Autour de l'expérimenté Yacouba Camara, suspendu pour la finale, ils en forment le socle. "Je profite de mon staff et des joueurs qui ont gagné pour les amener à croire que c'est possible. Je me sers de ces joueurs qui ont déjà gagné avec ce maillot", confirme le manager Joan Caudullo.

Pendant quatre ans, ces joueurs ont fait l'apprentissage d'un statut de champion à assumer, de la décompression et d'une chute au bord de la relégation en Pro D2 en juin 2024.

"Il leur a fallu un peu de temps pour digérer. Ce n'est jamais anodin de gagner son premier Brennus. Les trois dernières années ont été très difficiles pour le MHR, qui jouait plus le maintien qu'autre chose. Les incessants changements de staff n'ont rien arrangé. Eux savent gagner, ils l'ont déjà fait, et c'est sur eux que leurs coéquipiers doivent se reposer", estime auprès de l'AFP Jean-Baptiste Elissalde, adjoint de l'ex-entraîneur montpelliérain Philippe Saint-André pendant trois ans (2020-23).

- Longue reconstruction -

Blessures au long cours, passages à vide, tourments judiciaires et choix controversés de l'impatient président Mohed Altrad, consommateur compulsif d'entraîneurs: ces joueurs de l'ombre ont vécu une traversée du désert qui a abouti lors de la saison 2023-24 à une 13e place et à une victoire sur le fil à Grenoble (20-18) lors du barrage de maintien.

"Ce qui nous arrive aujourd'hui, c'est lié au fait de retrouver certaines individualités de 2022 et d'avoir un collectif meurtri par 2024 et qui ne veut pas revivre ça. C'est resté dans les mémoires. On a connu ce qui était bien, on a connu la galère, on sait ce qu'il faut faire pour que cela soit bien et ce qu'il ne faut pas faire", confiait récemment Alexandre Bécognée, arrivé de Mont-de-Marsan en 2020.

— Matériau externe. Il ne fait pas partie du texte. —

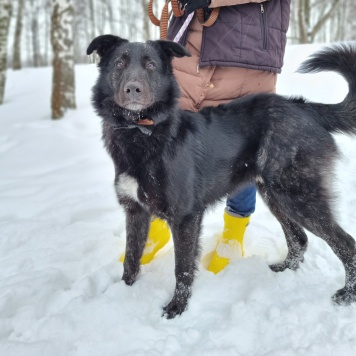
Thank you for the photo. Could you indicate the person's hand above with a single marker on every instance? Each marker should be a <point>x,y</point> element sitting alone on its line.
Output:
<point>191,5</point>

Ces joueurs qui ont tous touché de près ou de loin à l'équipe de France ont aussi retrouvé leur niveau et, peut-être, l'estime d'eux-mêmes dans une longue reconstruction, escortée par un staff estampillé MHR.

- le symbole Bécognée -

Leaders charismatiques, Benoît Paillaugue et Geoffrey Doumayrou, sacrés en 2022 face à Castres, sont aujourd'hui aux côtés de Joan Caudullo pour guider du bord du terrain cette bande d'humbles revanchards.

"Certains comme Arthur Vincent, Yacouba Camara ou Alex Bécognée étaient présents à Grenoble il y a deux ans. On a réussi à remettre les mecs où ils devaient être, au niveau qu'ils doivent avoir pour performer. On a créé un collectif, quelle que que soit la composition d'équipe, qui répond à la même façon de faire. Et c'est une fierté pour mon staff", apprécie le manager Joan Caudullo.

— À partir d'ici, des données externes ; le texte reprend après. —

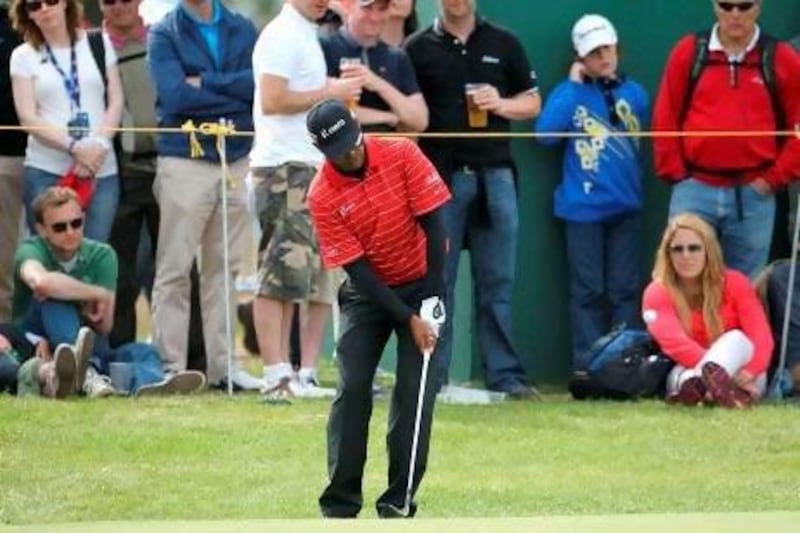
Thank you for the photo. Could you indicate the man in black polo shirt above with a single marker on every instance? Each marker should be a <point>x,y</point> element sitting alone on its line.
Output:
<point>462,48</point>
<point>12,155</point>
<point>391,99</point>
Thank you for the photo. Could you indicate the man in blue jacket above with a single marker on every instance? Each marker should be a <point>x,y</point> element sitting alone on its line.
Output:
<point>199,57</point>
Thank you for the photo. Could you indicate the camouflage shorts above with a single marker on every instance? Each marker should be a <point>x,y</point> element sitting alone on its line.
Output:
<point>290,268</point>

Troisième ligne de devoir, qui ferraille dans les rucks et le travail obscur, Bécognée (29 ans, 1 sélection avec les Bleus) constitue ainsi le symbole du soldat prêt au sacrifice, mis en lumière par le staff et révélé par le collectif.

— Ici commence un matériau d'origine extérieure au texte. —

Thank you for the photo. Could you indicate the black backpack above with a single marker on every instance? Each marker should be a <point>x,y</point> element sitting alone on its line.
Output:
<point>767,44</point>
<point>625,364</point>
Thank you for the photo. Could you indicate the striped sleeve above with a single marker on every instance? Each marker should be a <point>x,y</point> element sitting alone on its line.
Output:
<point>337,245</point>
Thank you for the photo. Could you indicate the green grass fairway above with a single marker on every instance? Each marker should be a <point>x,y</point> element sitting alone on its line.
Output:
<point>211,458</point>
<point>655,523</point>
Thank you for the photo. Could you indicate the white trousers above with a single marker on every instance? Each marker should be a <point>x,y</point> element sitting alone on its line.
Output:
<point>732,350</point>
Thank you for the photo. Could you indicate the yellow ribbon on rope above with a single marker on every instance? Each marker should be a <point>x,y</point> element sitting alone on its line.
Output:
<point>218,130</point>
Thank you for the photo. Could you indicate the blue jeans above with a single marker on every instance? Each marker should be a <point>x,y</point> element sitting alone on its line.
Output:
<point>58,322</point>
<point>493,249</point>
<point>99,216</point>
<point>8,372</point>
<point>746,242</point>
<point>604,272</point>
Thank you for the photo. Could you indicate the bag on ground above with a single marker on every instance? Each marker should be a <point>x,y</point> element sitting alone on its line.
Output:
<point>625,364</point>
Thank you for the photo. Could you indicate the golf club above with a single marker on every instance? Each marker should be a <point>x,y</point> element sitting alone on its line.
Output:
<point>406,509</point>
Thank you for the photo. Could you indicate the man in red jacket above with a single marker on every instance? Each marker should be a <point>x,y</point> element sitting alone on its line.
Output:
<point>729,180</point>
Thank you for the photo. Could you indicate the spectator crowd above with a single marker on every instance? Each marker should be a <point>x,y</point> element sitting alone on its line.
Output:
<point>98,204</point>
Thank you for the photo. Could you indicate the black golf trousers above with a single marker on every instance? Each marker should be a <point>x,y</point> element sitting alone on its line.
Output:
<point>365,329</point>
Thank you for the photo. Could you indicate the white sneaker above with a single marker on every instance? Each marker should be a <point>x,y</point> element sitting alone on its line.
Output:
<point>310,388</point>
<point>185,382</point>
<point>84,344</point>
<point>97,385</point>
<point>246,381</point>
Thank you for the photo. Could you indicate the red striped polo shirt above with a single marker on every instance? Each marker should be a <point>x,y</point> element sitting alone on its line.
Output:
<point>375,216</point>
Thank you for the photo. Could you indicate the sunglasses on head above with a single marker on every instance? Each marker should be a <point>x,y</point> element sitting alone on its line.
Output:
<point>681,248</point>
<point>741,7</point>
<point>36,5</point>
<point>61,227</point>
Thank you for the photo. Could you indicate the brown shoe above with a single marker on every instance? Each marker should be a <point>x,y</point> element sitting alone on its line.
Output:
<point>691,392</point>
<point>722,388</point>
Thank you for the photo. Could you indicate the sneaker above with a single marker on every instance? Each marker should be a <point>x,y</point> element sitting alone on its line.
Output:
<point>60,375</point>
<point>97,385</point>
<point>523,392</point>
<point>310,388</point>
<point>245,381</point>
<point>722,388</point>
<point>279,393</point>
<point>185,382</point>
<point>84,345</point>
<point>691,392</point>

"C'est le joueur idoine pour mettre la pression sur l'adversaire. Il fait des courses exceptionnelles que l'on ne voit pas. C'est un joueur qui porte l'ADN de l'équipe. +Béco+ a 16/20 à tous les matches car il fait des choses pour mettre la pression sur l'adversaire", décrypte Caudullo. Qui établit en creux le mode d'emploi pour tenir le choc face à Toulouse.